On ne peut pas avoir été marié à une astronome pendant soixante ans sans avoir appris à reconnaître quelques constellations, mais Don ne voyait rien de familier dans ce ciel sans lune, bien qu’il pût distinguer deux étoiles plus brillantes que les autres. Alpha Centauri et Bêta Centauri – à peu près tout ce dont il pouvait se souvenir du court séjour qu’il avait fait ici autrefois, sauf…

Il scruta le ciel plus attentivement, et… oui, ils étaient bien là, incroyablement vastes : les Nuages de Magellan, deux taches claires sur le fond sombre. Il resta un long moment à les contempler en frissonnant.
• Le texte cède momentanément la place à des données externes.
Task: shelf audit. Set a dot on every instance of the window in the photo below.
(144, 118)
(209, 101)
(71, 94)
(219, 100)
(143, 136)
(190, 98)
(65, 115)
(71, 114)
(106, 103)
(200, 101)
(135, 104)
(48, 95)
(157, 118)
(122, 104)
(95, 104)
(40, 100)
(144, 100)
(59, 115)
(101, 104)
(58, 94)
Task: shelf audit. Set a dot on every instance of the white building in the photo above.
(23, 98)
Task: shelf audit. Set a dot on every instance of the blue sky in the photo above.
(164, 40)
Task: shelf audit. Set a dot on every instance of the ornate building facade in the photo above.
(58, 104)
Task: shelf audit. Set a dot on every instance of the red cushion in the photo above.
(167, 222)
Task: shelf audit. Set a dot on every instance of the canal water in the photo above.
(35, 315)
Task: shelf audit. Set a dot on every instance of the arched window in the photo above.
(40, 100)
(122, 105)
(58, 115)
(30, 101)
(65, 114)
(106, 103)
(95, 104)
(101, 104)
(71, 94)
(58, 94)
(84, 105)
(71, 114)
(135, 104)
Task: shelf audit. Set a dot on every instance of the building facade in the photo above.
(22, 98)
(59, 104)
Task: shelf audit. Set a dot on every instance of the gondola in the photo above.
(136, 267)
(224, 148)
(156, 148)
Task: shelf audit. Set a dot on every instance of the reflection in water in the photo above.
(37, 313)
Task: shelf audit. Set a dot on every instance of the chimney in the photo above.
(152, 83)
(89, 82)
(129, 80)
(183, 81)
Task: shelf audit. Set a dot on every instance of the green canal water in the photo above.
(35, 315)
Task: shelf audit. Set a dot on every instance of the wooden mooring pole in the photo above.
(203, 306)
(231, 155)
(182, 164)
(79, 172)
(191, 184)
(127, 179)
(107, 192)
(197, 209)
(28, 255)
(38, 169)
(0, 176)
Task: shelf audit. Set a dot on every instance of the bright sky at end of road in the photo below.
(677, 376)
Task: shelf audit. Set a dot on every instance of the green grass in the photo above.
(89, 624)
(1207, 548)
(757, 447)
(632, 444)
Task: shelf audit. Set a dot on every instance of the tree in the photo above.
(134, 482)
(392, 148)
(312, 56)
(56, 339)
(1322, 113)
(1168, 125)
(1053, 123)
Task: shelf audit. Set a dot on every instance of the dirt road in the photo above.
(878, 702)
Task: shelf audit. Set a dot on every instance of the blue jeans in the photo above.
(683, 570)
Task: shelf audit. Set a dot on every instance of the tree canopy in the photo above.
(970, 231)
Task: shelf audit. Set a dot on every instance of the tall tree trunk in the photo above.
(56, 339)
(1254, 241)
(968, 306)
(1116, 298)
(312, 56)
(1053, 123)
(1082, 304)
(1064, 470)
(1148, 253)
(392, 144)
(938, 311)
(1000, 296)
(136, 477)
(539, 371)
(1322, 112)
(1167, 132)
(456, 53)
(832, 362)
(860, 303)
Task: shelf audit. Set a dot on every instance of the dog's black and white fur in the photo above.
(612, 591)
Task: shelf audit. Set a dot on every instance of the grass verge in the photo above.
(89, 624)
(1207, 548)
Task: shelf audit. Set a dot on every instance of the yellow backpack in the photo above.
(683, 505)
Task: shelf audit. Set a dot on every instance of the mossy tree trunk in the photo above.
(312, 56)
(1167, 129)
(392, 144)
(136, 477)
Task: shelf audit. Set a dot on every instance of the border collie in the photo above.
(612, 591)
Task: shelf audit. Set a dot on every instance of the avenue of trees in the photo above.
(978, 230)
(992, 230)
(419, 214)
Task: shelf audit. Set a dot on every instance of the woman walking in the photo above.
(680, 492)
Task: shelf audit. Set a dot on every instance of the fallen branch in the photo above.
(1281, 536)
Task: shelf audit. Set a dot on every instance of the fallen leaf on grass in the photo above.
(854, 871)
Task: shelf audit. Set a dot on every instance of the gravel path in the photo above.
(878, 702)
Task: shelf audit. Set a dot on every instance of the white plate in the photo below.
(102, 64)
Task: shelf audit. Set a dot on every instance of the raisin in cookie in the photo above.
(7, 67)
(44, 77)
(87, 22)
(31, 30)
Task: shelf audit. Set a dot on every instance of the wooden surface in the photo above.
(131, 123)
Le soleil commença de se lever, l’horizon rosit progressivement, et…

Et soudain, ce fut une cacophonie de chants d’oiseaux : des pépiements et des trilles comme jamais il n’en avait entendu au Canada. Un ciel étrange, des bruits de fond bizarres : il aurait aussi bien pu se trouver sur une autre planète.

Il retourna à l’intérieur, mit son réveil à sonner dans cinq heures, puis il s’allongea et ferma les yeux en se demandant ce que cette nouvelle journée lui réservait.

Une fois levé, Don vérifia son courrier sur son datacom. Il y avait les rapports d’avancement habituels de Cody McGavin : la fabrication de la matrice progressait de façon satisfaisante. La synthèse des séquences d’ADN extraterrestre était à présent terminée. Elle avait été réalisée par morceaux dans quatre laboratoires privés différents, puis l’assemblage avait été effectué avec la même méthode globale utilisée un demi-siècle plus tôt pour le séquençage du génome humain. Bientôt, disait McGavin, tout serait prêt pour entreprendre le développement des embryons.